A publishing friend called me up the other day, full of concern – “Cengage!” she said. “It’s bankrupt, you know!” Formerly known as Thomson Learning, Cengage was acquired by Apax and Omers Capital Partners in 2007 in a $7.75 billion leveraged buyout from Thomson Corporation. While it is certainly true that Cengage and its wholly owned American subsidiaries have just signed voluntary petitions for bankruptcy in the courts of New York with debts in exceess of 4bn, rumours of the company’s imminent demise are grossly exaggerated.
First, this is debt re-structuring, which is not the same as a write-off. Cengage CEO Michael Hansen: “After we come out of this, we feel we’ll be in a very good position, with a very sound balance sheet, and a lot of room to continue to invest in the business.” Secondly, the petition only applies to US parts of the business anyway. For Cengage operations in EMEA, it’s business as usual. As Hansen says in his open letter to customers, Cengage “maintains substantial cash balances and expects to have positive cash flow, and offices and facilities around the world are serving customers and business partners as usual. (Customers) will continue receiving uninterrupted services, product orders delivered in full and as scheduled, and attentive customer care and support”.

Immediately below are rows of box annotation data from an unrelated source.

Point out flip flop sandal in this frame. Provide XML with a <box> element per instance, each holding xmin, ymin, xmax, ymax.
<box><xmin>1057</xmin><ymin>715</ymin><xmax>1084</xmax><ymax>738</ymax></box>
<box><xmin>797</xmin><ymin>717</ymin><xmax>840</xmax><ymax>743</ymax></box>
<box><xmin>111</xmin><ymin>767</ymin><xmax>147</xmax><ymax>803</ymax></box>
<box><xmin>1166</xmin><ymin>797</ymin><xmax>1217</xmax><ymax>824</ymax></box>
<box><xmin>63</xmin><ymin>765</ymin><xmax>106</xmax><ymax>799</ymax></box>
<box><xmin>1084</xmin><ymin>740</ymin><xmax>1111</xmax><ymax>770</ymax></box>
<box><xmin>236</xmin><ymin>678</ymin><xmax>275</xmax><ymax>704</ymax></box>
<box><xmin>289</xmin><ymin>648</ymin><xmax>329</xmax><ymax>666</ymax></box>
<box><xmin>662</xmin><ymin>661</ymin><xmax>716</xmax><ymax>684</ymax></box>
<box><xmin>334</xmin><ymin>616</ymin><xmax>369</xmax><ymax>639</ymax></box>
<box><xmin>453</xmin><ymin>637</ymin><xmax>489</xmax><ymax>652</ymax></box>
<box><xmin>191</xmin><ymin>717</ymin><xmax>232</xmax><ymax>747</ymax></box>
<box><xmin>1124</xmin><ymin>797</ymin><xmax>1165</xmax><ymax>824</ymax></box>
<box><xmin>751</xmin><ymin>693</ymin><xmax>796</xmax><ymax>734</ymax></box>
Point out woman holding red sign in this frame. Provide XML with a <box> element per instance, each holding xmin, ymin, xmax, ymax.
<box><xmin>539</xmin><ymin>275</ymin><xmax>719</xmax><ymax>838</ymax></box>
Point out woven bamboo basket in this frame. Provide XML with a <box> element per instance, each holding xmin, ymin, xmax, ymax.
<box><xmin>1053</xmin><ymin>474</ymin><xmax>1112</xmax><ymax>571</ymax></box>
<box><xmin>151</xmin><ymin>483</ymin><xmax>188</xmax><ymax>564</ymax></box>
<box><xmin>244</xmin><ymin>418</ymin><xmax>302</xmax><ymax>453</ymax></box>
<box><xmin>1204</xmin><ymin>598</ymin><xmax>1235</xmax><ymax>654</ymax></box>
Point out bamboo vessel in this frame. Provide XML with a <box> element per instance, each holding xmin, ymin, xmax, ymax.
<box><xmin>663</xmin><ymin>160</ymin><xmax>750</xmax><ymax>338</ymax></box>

According to senior management, one reason for the current budget imbalance is that too much investment was directed to print at the expense of digital. Under new management, Cengage is focused “squarely on digital” and faculty and student users. Last year, according to publicly-available figures, print accounted for over 80% of the Cengage product mix; by 2018, this will have shifted closer to 50/50. This is going to mean more new investment, wisely spent – and a new raft of innovative digital product across all business segments, including ELT. For the full story and covering documentation go here.
This post originally appeared on woodstockpublishing.co.uk.

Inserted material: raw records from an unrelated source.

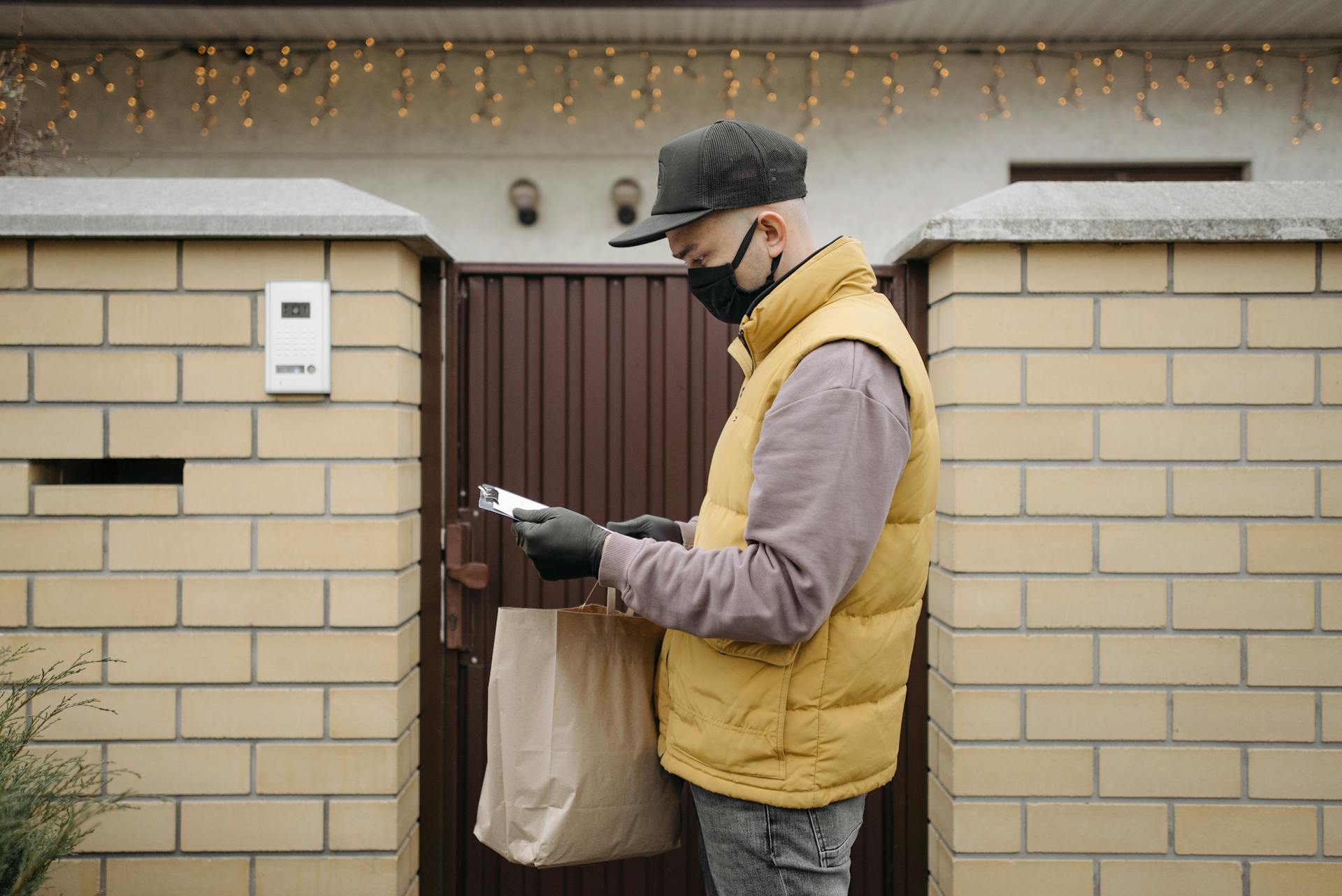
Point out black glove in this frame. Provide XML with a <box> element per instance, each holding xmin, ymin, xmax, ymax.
<box><xmin>512</xmin><ymin>507</ymin><xmax>611</xmax><ymax>582</ymax></box>
<box><xmin>605</xmin><ymin>514</ymin><xmax>684</xmax><ymax>544</ymax></box>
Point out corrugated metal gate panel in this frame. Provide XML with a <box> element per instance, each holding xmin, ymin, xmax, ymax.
<box><xmin>448</xmin><ymin>264</ymin><xmax>926</xmax><ymax>896</ymax></box>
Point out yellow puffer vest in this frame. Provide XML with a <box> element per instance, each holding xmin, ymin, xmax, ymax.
<box><xmin>656</xmin><ymin>236</ymin><xmax>941</xmax><ymax>809</ymax></box>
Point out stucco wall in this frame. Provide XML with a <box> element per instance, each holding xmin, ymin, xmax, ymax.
<box><xmin>0</xmin><ymin>239</ymin><xmax>420</xmax><ymax>896</ymax></box>
<box><xmin>18</xmin><ymin>41</ymin><xmax>1342</xmax><ymax>264</ymax></box>
<box><xmin>929</xmin><ymin>237</ymin><xmax>1342</xmax><ymax>896</ymax></box>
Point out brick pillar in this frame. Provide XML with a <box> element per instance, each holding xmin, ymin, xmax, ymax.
<box><xmin>929</xmin><ymin>243</ymin><xmax>1342</xmax><ymax>896</ymax></box>
<box><xmin>0</xmin><ymin>234</ymin><xmax>420</xmax><ymax>896</ymax></box>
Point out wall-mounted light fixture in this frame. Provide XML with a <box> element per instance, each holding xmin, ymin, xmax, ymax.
<box><xmin>611</xmin><ymin>177</ymin><xmax>643</xmax><ymax>225</ymax></box>
<box><xmin>507</xmin><ymin>177</ymin><xmax>541</xmax><ymax>226</ymax></box>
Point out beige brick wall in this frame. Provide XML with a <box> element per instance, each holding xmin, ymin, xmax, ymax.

2 thoughts on “Cengage – that bankruptcy file”
I have been banging on about this for years. I don’t understand why companies don’t move with the times. Isn’t it basic sense?
Very interesting and precise summary Byron. Let’s hope the ELT part of Cengage will operate successfully in the future. As an outsider, I was (theoretically) considering a while ago whether the merger of Cengage with the National Geographic was a wise decision. However the NatGeo video and image stock truly added some extra value to the coursebooks, it might have significantly influenced (deteriorated) the ROI structure of any new project. To put it in another way: if I invite some friends to a party, no matter how much I love them, I would not bake Swarowski crystals into the surprise cake.